The author believes that the unchecked variant is most appropriate to be this default policy. The rationale is that for programs with normal safety requirements (programs will not break pre-conditions) this is the appropriate selection. Programmers using static_vector will check for overflow by other means outside the static_vector and don't expect static_vector to do any checking for them.
template<typename T, size_t SZ, typename Backing = std::allocator<T>>
using sbo_vector = vector<T, buffered_allocator<T, SZ, Backing>>;
template<typename T, size_t SZ>
using static_vector_throw = sbo_vector<T, SZ, throwing_allocator<T>>;
template<typename T, size_t SZ>
using static_vector_terminate = sbo_vector<T, SZ, throwing_allocator<T>>;
template<typename T, size_t SZ>
using static_vector_unchecked = sbo_vector<T, SZ, unchecked_allocator<T>>;
The wording changes for this seem to be rather obvious from the description above.

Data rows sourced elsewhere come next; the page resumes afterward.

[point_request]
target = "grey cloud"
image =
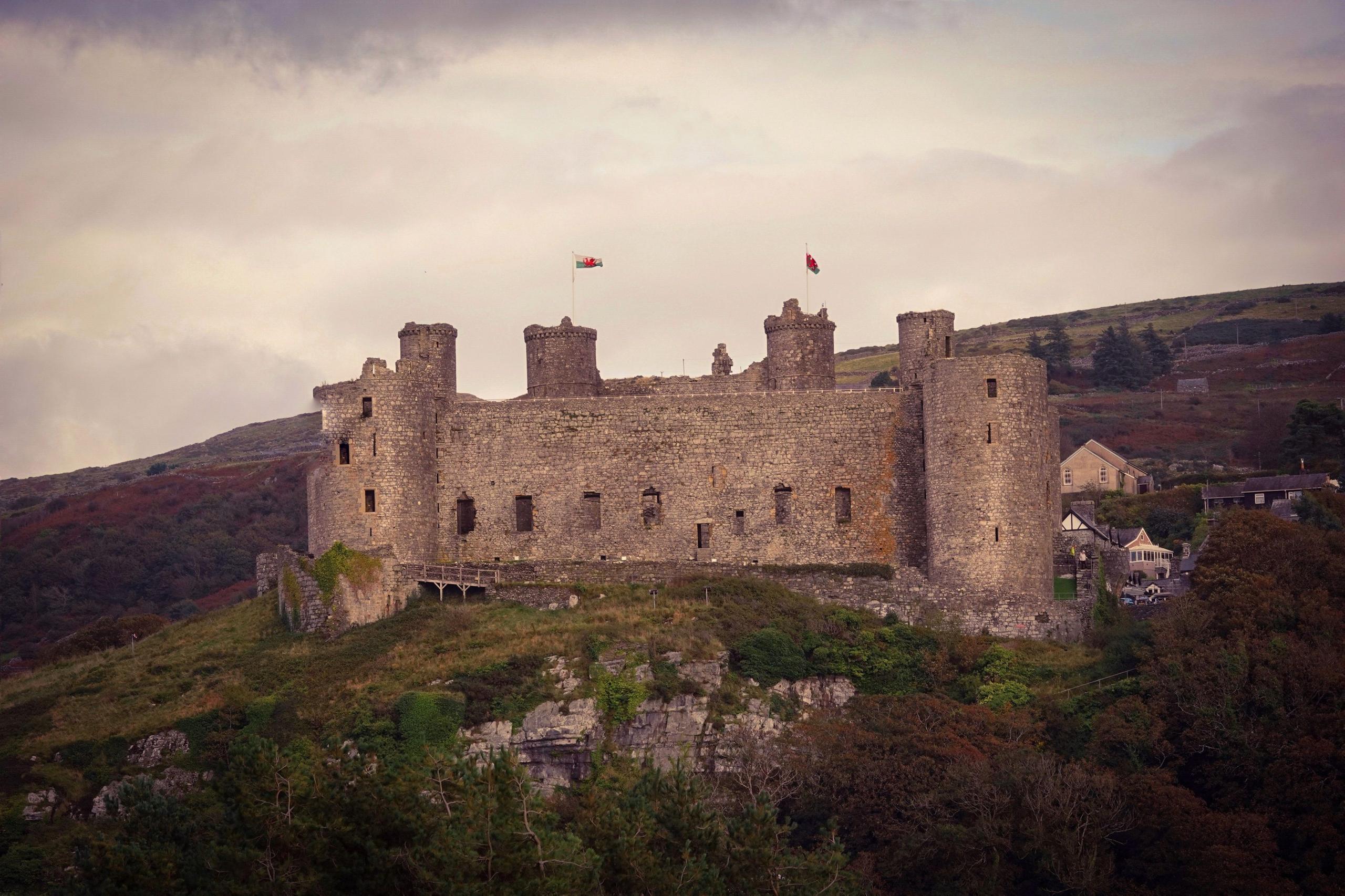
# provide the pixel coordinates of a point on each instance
(396, 32)
(96, 401)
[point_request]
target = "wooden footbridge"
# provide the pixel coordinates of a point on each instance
(463, 576)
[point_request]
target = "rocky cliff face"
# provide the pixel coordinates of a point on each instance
(557, 741)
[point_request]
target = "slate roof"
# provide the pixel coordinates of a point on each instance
(1285, 483)
(1227, 490)
(1126, 536)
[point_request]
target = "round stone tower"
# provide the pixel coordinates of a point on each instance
(923, 337)
(561, 361)
(436, 345)
(992, 459)
(799, 349)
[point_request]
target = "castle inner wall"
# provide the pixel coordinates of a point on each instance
(707, 458)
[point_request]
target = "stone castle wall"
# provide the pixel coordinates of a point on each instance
(392, 454)
(561, 361)
(951, 485)
(992, 465)
(656, 468)
(923, 337)
(799, 349)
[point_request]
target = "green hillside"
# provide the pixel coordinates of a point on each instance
(964, 765)
(1222, 318)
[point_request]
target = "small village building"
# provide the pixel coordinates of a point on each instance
(1146, 559)
(1194, 387)
(1094, 465)
(1261, 493)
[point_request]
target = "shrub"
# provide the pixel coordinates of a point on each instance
(1005, 695)
(359, 569)
(619, 697)
(770, 655)
(428, 720)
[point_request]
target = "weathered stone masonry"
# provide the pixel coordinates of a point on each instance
(950, 478)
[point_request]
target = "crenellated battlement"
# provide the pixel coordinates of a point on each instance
(947, 478)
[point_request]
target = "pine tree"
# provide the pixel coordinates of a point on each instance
(1058, 349)
(1118, 360)
(1156, 351)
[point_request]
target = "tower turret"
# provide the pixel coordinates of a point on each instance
(436, 346)
(799, 349)
(923, 337)
(992, 463)
(561, 361)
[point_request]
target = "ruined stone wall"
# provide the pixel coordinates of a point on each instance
(664, 466)
(751, 380)
(304, 609)
(990, 466)
(923, 337)
(392, 452)
(799, 349)
(908, 593)
(561, 361)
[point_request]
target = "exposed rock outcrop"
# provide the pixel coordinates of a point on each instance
(557, 741)
(157, 750)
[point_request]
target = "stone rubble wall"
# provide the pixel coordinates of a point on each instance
(350, 605)
(707, 458)
(908, 595)
(392, 452)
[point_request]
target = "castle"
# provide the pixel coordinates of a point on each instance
(949, 478)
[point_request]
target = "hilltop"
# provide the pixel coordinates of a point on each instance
(1245, 317)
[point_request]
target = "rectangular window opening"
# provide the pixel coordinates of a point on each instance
(591, 512)
(466, 516)
(651, 507)
(524, 513)
(842, 504)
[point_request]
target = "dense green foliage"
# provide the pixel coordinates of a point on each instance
(1316, 436)
(142, 548)
(1196, 754)
(359, 569)
(428, 720)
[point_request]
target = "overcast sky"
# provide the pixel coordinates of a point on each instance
(209, 207)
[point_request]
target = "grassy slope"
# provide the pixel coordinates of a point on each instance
(1171, 318)
(229, 658)
(255, 442)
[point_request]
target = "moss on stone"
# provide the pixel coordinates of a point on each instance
(289, 590)
(359, 569)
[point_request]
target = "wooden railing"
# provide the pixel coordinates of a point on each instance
(452, 574)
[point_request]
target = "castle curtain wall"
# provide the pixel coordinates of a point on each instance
(705, 458)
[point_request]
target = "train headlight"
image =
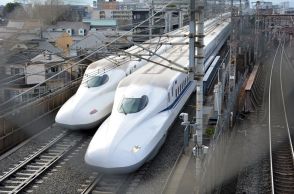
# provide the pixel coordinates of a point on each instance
(136, 149)
(93, 111)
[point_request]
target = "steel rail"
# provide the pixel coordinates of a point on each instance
(269, 122)
(27, 171)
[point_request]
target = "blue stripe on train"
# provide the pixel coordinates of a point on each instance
(176, 101)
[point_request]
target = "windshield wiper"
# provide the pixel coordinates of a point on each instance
(122, 107)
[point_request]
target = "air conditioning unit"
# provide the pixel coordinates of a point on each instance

std::basic_string has a suitable allocation strategy it is not proposed to be included it as most implementations already have their own small buffer optimization in place. An alternative would be to mandate that basic_string must forego its own small buffer optimization (if any) in case std::allocator_info::buffer_capacity<Alloc> > 0
. This is not proposed.
With the flat_map family of class templates in C++23 combined with the above sbo and static vectors similar behaviour can easily be achieved with just some type alias templates such as:
template<typename Key, typename T, size_t SZ, typename Compare = less<Key>>
using sbo_flat_map = flat_map<Key, T, Compare, sbo_vector<Key, SZ>, sbo_vector<T, SZ>>;
However, with already four containers in the flat_map family it seems a bit over the top to declare 16 type aliases like this, consuming 16 names in the std namespace. If stack, queue and priority_queue are included this is another 12 type aliases.

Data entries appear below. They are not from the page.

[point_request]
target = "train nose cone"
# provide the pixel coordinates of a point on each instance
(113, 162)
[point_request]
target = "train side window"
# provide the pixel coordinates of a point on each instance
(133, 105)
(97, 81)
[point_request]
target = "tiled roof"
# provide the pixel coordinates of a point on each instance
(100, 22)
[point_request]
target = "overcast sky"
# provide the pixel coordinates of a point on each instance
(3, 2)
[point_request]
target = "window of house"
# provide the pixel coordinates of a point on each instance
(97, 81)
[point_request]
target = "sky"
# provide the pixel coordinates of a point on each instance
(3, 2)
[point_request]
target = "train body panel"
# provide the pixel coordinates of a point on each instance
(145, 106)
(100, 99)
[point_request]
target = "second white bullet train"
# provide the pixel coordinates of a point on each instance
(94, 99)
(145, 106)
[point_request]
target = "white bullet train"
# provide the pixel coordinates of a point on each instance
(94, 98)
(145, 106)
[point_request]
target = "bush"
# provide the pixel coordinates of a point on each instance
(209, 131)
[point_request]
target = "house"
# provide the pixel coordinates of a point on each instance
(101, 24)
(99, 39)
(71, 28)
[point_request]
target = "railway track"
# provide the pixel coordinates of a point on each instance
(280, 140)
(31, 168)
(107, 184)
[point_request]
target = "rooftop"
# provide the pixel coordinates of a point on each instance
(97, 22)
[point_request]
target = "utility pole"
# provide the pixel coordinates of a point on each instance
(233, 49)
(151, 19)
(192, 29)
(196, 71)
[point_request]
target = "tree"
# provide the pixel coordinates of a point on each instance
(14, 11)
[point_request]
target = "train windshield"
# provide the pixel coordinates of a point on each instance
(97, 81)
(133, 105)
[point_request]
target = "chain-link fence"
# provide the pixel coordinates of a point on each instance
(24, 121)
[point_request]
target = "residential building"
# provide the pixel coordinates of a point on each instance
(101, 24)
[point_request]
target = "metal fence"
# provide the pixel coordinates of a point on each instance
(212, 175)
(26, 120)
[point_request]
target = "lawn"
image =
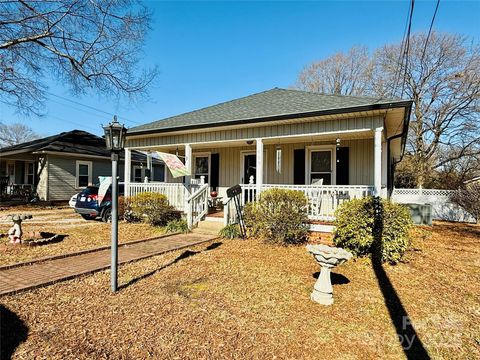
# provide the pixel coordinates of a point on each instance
(244, 299)
(79, 234)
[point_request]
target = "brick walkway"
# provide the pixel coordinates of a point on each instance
(40, 274)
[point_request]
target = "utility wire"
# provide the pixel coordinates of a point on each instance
(407, 48)
(430, 31)
(92, 108)
(401, 54)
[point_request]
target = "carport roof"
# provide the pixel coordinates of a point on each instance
(73, 142)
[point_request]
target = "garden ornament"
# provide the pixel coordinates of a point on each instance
(15, 232)
(327, 257)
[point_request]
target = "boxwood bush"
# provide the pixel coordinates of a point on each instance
(357, 229)
(278, 217)
(152, 208)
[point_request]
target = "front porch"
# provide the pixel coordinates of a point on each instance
(329, 168)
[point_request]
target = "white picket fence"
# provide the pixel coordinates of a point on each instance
(442, 207)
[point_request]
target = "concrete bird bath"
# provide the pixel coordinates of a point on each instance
(327, 257)
(15, 232)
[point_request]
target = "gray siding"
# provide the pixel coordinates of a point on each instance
(62, 175)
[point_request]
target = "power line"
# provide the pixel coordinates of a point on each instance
(401, 53)
(92, 107)
(430, 31)
(407, 47)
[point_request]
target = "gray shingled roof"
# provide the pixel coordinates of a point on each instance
(271, 103)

Therefore no such type aliases are proposed.
One container that doesn't fit in any of these categories is deque, as it presumably has one vector-like block and then any number of equal size blocks. What would be interesting to have is maybe a deque specialized to use a rebind of the incoming static- or sbo-allocator for the main block and then use the backing_allocator_of<Alloc>
allocator for the individual blocks, or if this has !can_allocate<Backing>
the static case std::allocator. The need for a deque that can only allocate a fixed number of blocks allocated on the heap seems limited, but a deque which keeps the first block pointers in an internal buffer until it is exhausted seems like a fair deal.
With an extended set of traits and a bitmap of used elements a static- or sbo- allocator could be devised for node-allocating containers such as maps and linked lists. This is under the assumption that instead of calling allocate_at_least those containers would call allocate(1) each time a new node is needed.
The allocators useful for these containers are not optimal for vector as they have to keep track of which elements are in use, and the move rules for the sbo_case are more complicated, as the container itself may have ot move a subset of its nodes (those in the SBO buffer) and not others (those on the heap).
This breaks not only the iterator invalidation rules of today, but also the node data address stability guarantees, which makes this less attractive.
Thanks to my employer ContextVision AB for supporting the author attending standardization meetings.